Macaristan artık iflah olmaz
Élet és Irodalom'a göre, Macaristan ve AB arasındaki ilişkilerin düzelmesi için hiç umut yok:
“Kendi ülkeniz hakkında konuşurken bunu söylemek zor, ancak Macaristan artık iflah olmaz bir noktaya gelmiş olabilir. Hükümet, ülkeyi büyük adımlarla Avrupa topluluğunun dışına, Viktor Orbán'ın dahi muhalefetteyken kaçmaya çalıştığı hayli istikrarsız bir dünyaya sürüklüyor. Sebebi ortada: Orbán'ın kendi çıkarları için kurduğu antidemokratik sistem AB içerisinde sürdürülebilir değil.”
Kremlin'in Truva atı
Tages-Anzeiger, Macaristan Başbakanı’nın Avrupa Birliği’ne zarar verdiğinden yakınıyor:
“AB’nin güvenilir bir ortak ve jeopolitik bir aktör imajı zedelenmeye başladı. ... Orbán, Ukrayna’nın Rusya’ya karşı yürüttüğü savunma savaşını kaybedeceğini ve bir gün teslim olacağını kabullenmiş gözüküyor. Bu salt Ukrayna’yı felakete sürüklemekle kalmaz, AB’yi de büyük ölçüde zayıflatır ve ciddi bir teste tabi tutar. ... Kimilerinin Macaristan Başbakanı’nı Rusya Devlet Başkanı’nın Truva atı olarak görmesi boş yere değil.”

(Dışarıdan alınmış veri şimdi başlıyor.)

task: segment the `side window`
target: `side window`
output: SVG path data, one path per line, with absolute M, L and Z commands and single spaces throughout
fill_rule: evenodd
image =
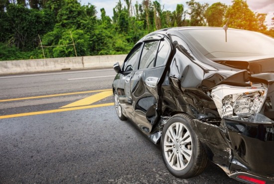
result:
M 157 54 L 157 59 L 156 60 L 155 67 L 161 66 L 164 64 L 166 61 L 170 50 L 170 46 L 169 43 L 166 40 L 162 41 L 160 43 L 159 50 Z
M 140 45 L 139 46 L 136 47 L 135 50 L 129 54 L 130 56 L 128 58 L 127 60 L 125 62 L 125 65 L 124 67 L 124 71 L 130 71 L 138 69 L 138 64 L 139 62 L 137 61 L 137 59 L 138 59 L 138 55 L 141 45 Z
M 158 41 L 144 43 L 142 52 L 139 69 L 143 69 L 153 67 Z

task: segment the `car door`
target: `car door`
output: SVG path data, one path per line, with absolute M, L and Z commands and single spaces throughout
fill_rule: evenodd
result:
M 144 41 L 138 70 L 133 74 L 130 90 L 133 111 L 131 118 L 148 134 L 160 113 L 158 90 L 171 46 L 163 37 Z
M 142 45 L 142 43 L 140 43 L 134 47 L 126 58 L 119 80 L 117 80 L 119 84 L 116 85 L 118 87 L 117 90 L 121 105 L 126 109 L 125 112 L 131 118 L 133 111 L 131 92 L 131 79 L 138 69 Z

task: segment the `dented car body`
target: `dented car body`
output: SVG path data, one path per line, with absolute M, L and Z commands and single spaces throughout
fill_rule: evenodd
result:
M 176 177 L 197 176 L 191 168 L 199 164 L 202 172 L 204 156 L 195 157 L 204 151 L 230 177 L 273 183 L 274 39 L 227 32 L 226 42 L 225 31 L 213 27 L 167 28 L 142 38 L 122 68 L 114 66 L 117 113 L 160 141 Z

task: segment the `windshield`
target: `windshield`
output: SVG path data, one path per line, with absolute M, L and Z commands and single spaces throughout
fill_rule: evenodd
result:
M 221 29 L 180 31 L 208 59 L 274 55 L 274 39 L 258 32 L 228 29 L 226 42 Z

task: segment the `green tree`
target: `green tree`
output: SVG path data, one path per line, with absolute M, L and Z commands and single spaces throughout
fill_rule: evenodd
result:
M 234 0 L 229 6 L 225 18 L 229 19 L 229 27 L 253 31 L 259 30 L 258 20 L 246 0 Z
M 186 2 L 188 6 L 188 13 L 190 16 L 191 26 L 198 26 L 206 25 L 205 12 L 208 7 L 208 3 L 201 4 L 195 0 Z
M 205 12 L 205 17 L 209 26 L 221 27 L 223 25 L 225 13 L 227 6 L 220 2 L 208 7 Z
M 75 44 L 77 56 L 89 56 L 90 55 L 89 44 L 87 41 L 89 40 L 88 36 L 81 30 L 74 30 L 71 31 L 71 33 Z M 61 46 L 71 45 L 72 43 L 70 32 L 65 31 L 63 33 L 58 44 Z M 53 49 L 53 57 L 55 58 L 76 56 L 73 45 L 55 47 Z

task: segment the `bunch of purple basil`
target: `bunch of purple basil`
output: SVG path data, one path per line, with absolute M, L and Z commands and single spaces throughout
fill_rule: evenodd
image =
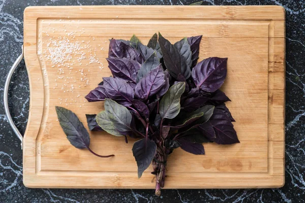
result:
M 127 136 L 140 139 L 132 148 L 138 176 L 152 163 L 158 195 L 174 149 L 203 155 L 202 143 L 239 142 L 224 103 L 230 100 L 219 90 L 227 58 L 197 63 L 201 38 L 172 44 L 155 34 L 147 45 L 135 35 L 129 41 L 111 39 L 106 60 L 113 77 L 103 77 L 85 97 L 89 102 L 105 101 L 105 110 L 86 115 L 90 130 L 104 130 L 127 142 Z M 92 151 L 88 144 L 83 148 Z

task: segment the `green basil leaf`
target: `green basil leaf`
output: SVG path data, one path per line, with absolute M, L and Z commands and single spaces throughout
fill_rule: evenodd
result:
M 90 144 L 89 133 L 75 113 L 64 107 L 55 108 L 60 126 L 71 144 L 78 149 L 87 148 Z
M 187 126 L 188 125 L 189 125 L 191 123 L 193 123 L 193 122 L 194 122 L 196 120 L 198 120 L 198 119 L 200 119 L 200 118 L 202 117 L 203 115 L 203 114 L 204 114 L 203 112 L 200 112 L 198 113 L 194 113 L 191 115 L 189 115 L 189 116 L 188 116 L 187 117 L 187 119 L 182 120 L 183 122 L 182 122 L 181 124 L 177 125 L 175 126 L 170 126 L 170 127 L 171 127 L 171 128 L 172 128 L 173 129 L 176 129 L 182 128 L 184 127 Z M 185 117 L 185 116 L 186 116 L 185 114 L 184 115 L 184 116 Z M 181 117 L 178 117 L 180 118 Z
M 152 53 L 151 55 L 144 62 L 138 72 L 137 75 L 136 82 L 143 78 L 146 74 L 151 71 L 153 69 L 158 67 L 160 65 L 160 62 L 159 59 L 157 57 L 157 54 L 155 52 Z
M 117 130 L 120 132 L 132 130 L 130 127 L 132 117 L 126 107 L 110 99 L 105 100 L 104 106 L 107 113 L 107 116 Z
M 173 85 L 163 96 L 159 105 L 159 113 L 162 119 L 172 119 L 180 112 L 180 98 L 186 89 L 185 82 Z
M 157 43 L 158 42 L 158 35 L 157 33 L 155 33 L 151 38 L 149 40 L 149 41 L 147 43 L 147 47 L 148 48 L 151 48 L 152 49 L 156 49 L 156 46 L 157 46 Z
M 192 61 L 191 46 L 188 41 L 188 38 L 186 37 L 183 38 L 174 44 L 174 46 L 180 53 L 181 67 L 186 66 L 186 68 L 190 69 L 190 71 L 191 71 L 191 67 L 192 66 L 193 61 Z M 187 77 L 185 77 L 185 78 L 188 79 Z
M 113 123 L 109 120 L 109 118 L 108 117 L 108 113 L 106 111 L 100 112 L 97 115 L 96 120 L 99 126 L 108 133 L 115 136 L 123 136 L 123 135 L 121 134 L 116 130 L 113 125 Z
M 132 148 L 132 153 L 138 165 L 138 178 L 149 166 L 155 157 L 157 146 L 148 138 L 137 141 Z

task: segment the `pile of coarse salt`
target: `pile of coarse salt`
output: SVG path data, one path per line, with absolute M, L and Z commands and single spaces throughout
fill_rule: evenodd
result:
M 59 21 L 64 22 L 65 20 Z M 49 25 L 50 24 L 50 23 L 48 24 Z M 46 48 L 45 48 L 43 52 L 41 51 L 41 49 L 39 50 L 38 53 L 40 55 L 40 59 L 43 55 L 46 61 L 50 62 L 52 68 L 57 68 L 58 75 L 55 79 L 56 82 L 53 89 L 59 88 L 59 90 L 63 93 L 67 94 L 69 92 L 73 93 L 76 90 L 85 87 L 89 84 L 89 79 L 87 78 L 87 73 L 90 72 L 89 65 L 96 63 L 99 65 L 100 70 L 104 68 L 103 64 L 100 62 L 97 56 L 97 50 L 100 51 L 104 49 L 103 47 L 99 47 L 97 49 L 96 48 L 92 48 L 89 44 L 90 41 L 78 41 L 75 39 L 77 33 L 78 33 L 77 36 L 78 37 L 81 37 L 82 34 L 85 33 L 84 28 L 82 28 L 81 30 L 80 28 L 79 31 L 67 32 L 67 25 L 65 24 L 63 25 L 64 28 L 62 30 L 51 27 L 50 27 L 48 30 L 47 27 L 46 31 L 41 32 L 40 30 L 39 43 L 41 42 L 40 38 L 42 34 L 45 34 L 47 37 L 50 36 L 48 31 L 52 34 L 51 35 L 54 35 L 53 34 L 57 32 L 58 29 L 59 31 L 61 31 L 61 33 L 65 33 L 66 36 L 59 36 L 57 38 L 54 36 L 48 37 L 48 39 L 46 42 Z M 70 26 L 71 24 L 69 25 Z M 79 26 L 77 27 L 78 28 Z M 91 37 L 89 38 L 91 39 Z M 93 40 L 95 40 L 94 37 Z M 44 44 L 44 42 L 42 44 Z M 99 45 L 98 46 L 100 47 L 100 45 Z M 45 72 L 45 74 L 44 75 L 46 77 L 47 77 L 46 71 Z M 75 76 L 76 73 L 79 74 L 79 78 L 77 77 L 72 77 L 72 75 L 69 75 L 71 73 L 73 73 L 74 76 Z M 60 83 L 57 85 L 57 82 L 59 82 Z M 77 90 L 76 92 L 78 92 Z M 62 99 L 58 99 L 61 104 L 63 102 Z M 73 101 L 76 102 L 76 100 L 73 100 Z M 85 102 L 85 100 L 84 102 Z M 65 103 L 66 106 L 68 105 L 69 103 L 67 103 L 67 99 L 65 100 Z M 72 103 L 70 102 L 70 104 Z

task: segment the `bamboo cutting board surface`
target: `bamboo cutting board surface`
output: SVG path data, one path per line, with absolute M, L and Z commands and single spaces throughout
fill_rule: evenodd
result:
M 23 142 L 23 183 L 29 187 L 154 188 L 150 166 L 138 179 L 134 140 L 90 133 L 90 148 L 75 148 L 55 106 L 85 114 L 103 102 L 84 97 L 111 75 L 109 39 L 136 34 L 143 43 L 160 32 L 172 42 L 202 35 L 199 60 L 227 57 L 222 87 L 240 143 L 204 143 L 206 155 L 177 149 L 165 188 L 279 187 L 284 183 L 285 12 L 278 6 L 77 6 L 24 11 L 24 57 L 30 80 Z

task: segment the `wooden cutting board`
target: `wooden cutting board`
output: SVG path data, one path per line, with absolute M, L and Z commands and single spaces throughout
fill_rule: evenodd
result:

Şantaja asla izin verilmemeli
Siyaset bilimci Radovan Geist, Pravda'da Avrupa Komisyonu'nun Orbán'ın fikrini değiştirmek için bloke edilen fonları gevşetmesinden endişe ettiğini söylüyor:
“Şantaj Macaristan Başbakanı'nın işine yarıyor. Bunda gerçekten başarılı olursa, yanlış ve tehlikeli bir taviz verilmiş olur. Zira Budapeşte'nin (AB zirvesinde alınması beklenen Ukrayna kararlarına karşı) vetosunu gerçekten geri çekeceğinin hiçbir garantisi yok. Çekse bile Macaristan'ın gelecekte de AB'ye şantaj yapmaya devam etmesi muhtemel. Dolayısıyla, şantaj Orbán'ın en etkili silahına dönüşebilir. ... Üstelik yargıya müdahalesi nedeniyle AB'nin fon vermemekle tehdit ettiği Slovakya Başbakanı Robert Fico'nun da Orbán'ın izinden gitmesi yeterli olur.”
Macron bir ayar verebilir
Macron fikrini değiştirmek umuduyla perşembe akşamı Orbán’ı ağırlamaya hazırlanırken, Népszava yazarı István Marnitz de Fransa Cumhurbaşkanı’na bir öğütte bulunuyor:
“Viktor Orbán’ın henüz muhalefetteyken, Putin kendisini 2009’da St. Petersburg’daki parti kongresine davet edene kadar Moskova’ya [şimdi Kiev’e yaptığı kadar] sert çıkıştığını size hatırlatmak isterim. O gün orada bir şeyler oldu. Toplantıdan başka bir Orbán olarak döndü. Ve sonra gördük ki, iktidarının son 13 yılı boyunca bütün Macaristan’ı sistematik bir şekilde ve kararlılıkla Rusların önüne serdi. Peki şimdi Orbán’a karşı nasıl bir argüman sunmalı? Belki de Orbán’ın tek bir şeyden [gücün dilinden] anladığını idrak ederek, o vakitler Putin’in yaptığı gibi davranmalı.”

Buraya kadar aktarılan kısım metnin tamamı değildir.